CD4+ T cells play a critical role in the SA-4-1BBL/TAAs-induced therapeutic primary responses against tumors.
(A) Schematic depiction of the experimental procedure. (B) Assessing the role of CD4+ and CD8+ T cells in the SA-4-1BBL/E7 vaccine induced therapeutic immunity against TC-1 tumor. C57BL/6 mice were treated i.p. with depleting doses of Abs against CD4 (500 μg/mouse) or CD8 (500 μg/mouse) either one day before vaccination (CD4 or CD8-prevac) with an optimized formulation of SA-4-1BBL/E7 (25/50 µg) administered on day 6 post-tumor challenge or one day before tumor challenge (CD4-prechal) Controls included mice without T cell depletion vaccinated with SA-4-1BBL/E7 or PBS. (C) Assessing the role of CD4+ T cells in the SA-4-1BBL/SVN vaccine induced therapeutic immunity against 3LL tumor. C57BL/6 mice were inoculated with 1×105 3LL tumor cells s.c. and vaccinated with SA-4-1BBL/SVN (25/50 µg) on day 6 post-tumor challenge. One group of mice received the depleting dose of anti-CD4 Ab one day before tumor challenge (CD4-prechal) while another group received the Ab one day before vaccination (CD4-prevacc) *P<0.01; ns, not significant. Some of the mice in SA-4-1BBL/SVN and CD4-prevac groups have recently been published (ref. 31) and pooled with more mice and graphed for comparison purposes.
Figure 5.
CD4+ T cells are required for SA-4-1BBL/TAAs vaccine-induced long-term immune memory against 3LL, but not against TC-1 tumor.

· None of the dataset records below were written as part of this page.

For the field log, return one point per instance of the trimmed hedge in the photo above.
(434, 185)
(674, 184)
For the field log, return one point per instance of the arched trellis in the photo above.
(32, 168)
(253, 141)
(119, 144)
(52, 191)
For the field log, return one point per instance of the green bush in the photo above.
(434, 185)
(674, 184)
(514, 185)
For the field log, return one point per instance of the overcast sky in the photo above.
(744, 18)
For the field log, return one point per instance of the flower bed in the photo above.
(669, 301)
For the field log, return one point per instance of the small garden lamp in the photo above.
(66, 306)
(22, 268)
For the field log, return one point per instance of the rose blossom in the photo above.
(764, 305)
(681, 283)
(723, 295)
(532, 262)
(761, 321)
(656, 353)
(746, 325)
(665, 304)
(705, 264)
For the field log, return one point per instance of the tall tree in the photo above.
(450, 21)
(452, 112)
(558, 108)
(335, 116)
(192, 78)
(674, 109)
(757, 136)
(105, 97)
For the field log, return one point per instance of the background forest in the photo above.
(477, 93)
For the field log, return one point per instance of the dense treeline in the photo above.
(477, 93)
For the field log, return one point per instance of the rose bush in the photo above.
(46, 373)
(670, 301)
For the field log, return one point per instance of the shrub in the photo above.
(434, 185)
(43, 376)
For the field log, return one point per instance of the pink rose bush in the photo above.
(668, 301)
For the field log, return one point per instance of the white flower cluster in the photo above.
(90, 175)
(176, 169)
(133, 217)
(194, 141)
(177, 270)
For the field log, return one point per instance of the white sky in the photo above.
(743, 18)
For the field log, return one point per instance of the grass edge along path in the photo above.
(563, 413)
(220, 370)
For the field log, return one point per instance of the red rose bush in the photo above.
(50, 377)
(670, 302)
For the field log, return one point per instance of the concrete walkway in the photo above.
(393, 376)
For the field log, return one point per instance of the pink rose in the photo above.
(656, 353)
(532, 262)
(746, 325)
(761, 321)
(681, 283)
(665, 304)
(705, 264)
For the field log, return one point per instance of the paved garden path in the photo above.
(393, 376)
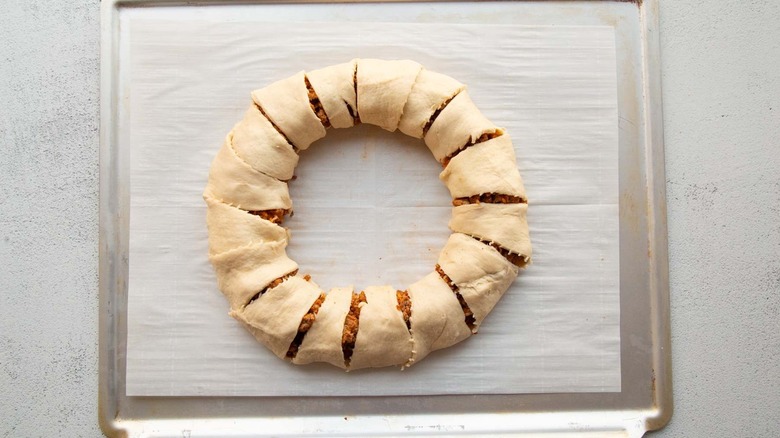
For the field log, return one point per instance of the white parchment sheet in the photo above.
(369, 208)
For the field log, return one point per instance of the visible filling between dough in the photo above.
(306, 322)
(276, 215)
(518, 260)
(315, 104)
(351, 324)
(437, 112)
(482, 138)
(259, 108)
(488, 198)
(468, 314)
(270, 286)
(404, 306)
(355, 115)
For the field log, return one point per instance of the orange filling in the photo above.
(306, 322)
(404, 306)
(276, 215)
(518, 260)
(351, 325)
(488, 198)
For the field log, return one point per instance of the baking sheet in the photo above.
(369, 208)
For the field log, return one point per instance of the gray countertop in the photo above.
(721, 91)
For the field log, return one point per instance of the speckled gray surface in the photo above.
(721, 79)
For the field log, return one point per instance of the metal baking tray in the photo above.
(645, 401)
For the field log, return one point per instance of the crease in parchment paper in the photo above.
(369, 208)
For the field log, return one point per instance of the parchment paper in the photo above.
(369, 208)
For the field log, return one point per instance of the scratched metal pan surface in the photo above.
(645, 401)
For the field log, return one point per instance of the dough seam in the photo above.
(235, 152)
(519, 260)
(352, 327)
(438, 111)
(489, 198)
(286, 138)
(274, 215)
(356, 115)
(305, 324)
(482, 138)
(467, 313)
(315, 104)
(409, 93)
(274, 283)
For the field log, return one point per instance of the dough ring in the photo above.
(247, 200)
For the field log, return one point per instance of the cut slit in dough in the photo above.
(247, 249)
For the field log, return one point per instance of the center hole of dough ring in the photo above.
(248, 201)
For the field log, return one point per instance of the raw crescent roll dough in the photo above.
(459, 123)
(322, 342)
(503, 224)
(382, 337)
(383, 87)
(335, 88)
(480, 272)
(258, 143)
(286, 103)
(246, 188)
(245, 271)
(276, 315)
(487, 167)
(233, 181)
(437, 319)
(429, 92)
(230, 228)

(A) Schematic depiction of the experimental procedure. (B) Long-term C57BL/6 mice that had eradicated TC-1 tumors irrespective of CD4+ T cell depletion one day before vaccination with SA-4-1BBL/E7 had long-term protective immune response as assessed by a secondary challenge with TC-1 tumor cells 60 days after the initial tumor inoculation. Naïve mice injected with PBS and challenged with 1×105 TC-1 cells served as controls and expired from tumor burden within 40 days. (C) Long-term C57BL/6 mice that had eradicated 3LL tumors irrespective of CD4+ T cell depletion one day before vaccination with SA-4-1BBL/SVN had significantly compromised memory immune response as assessed by a secondary challenge with 3LL tumor cells 60 days after the initial tumor inoculation. Naïve mice injected with PBS and challenged with 1×105 3LL cells served as controls and expired from tumor burden within 50 days.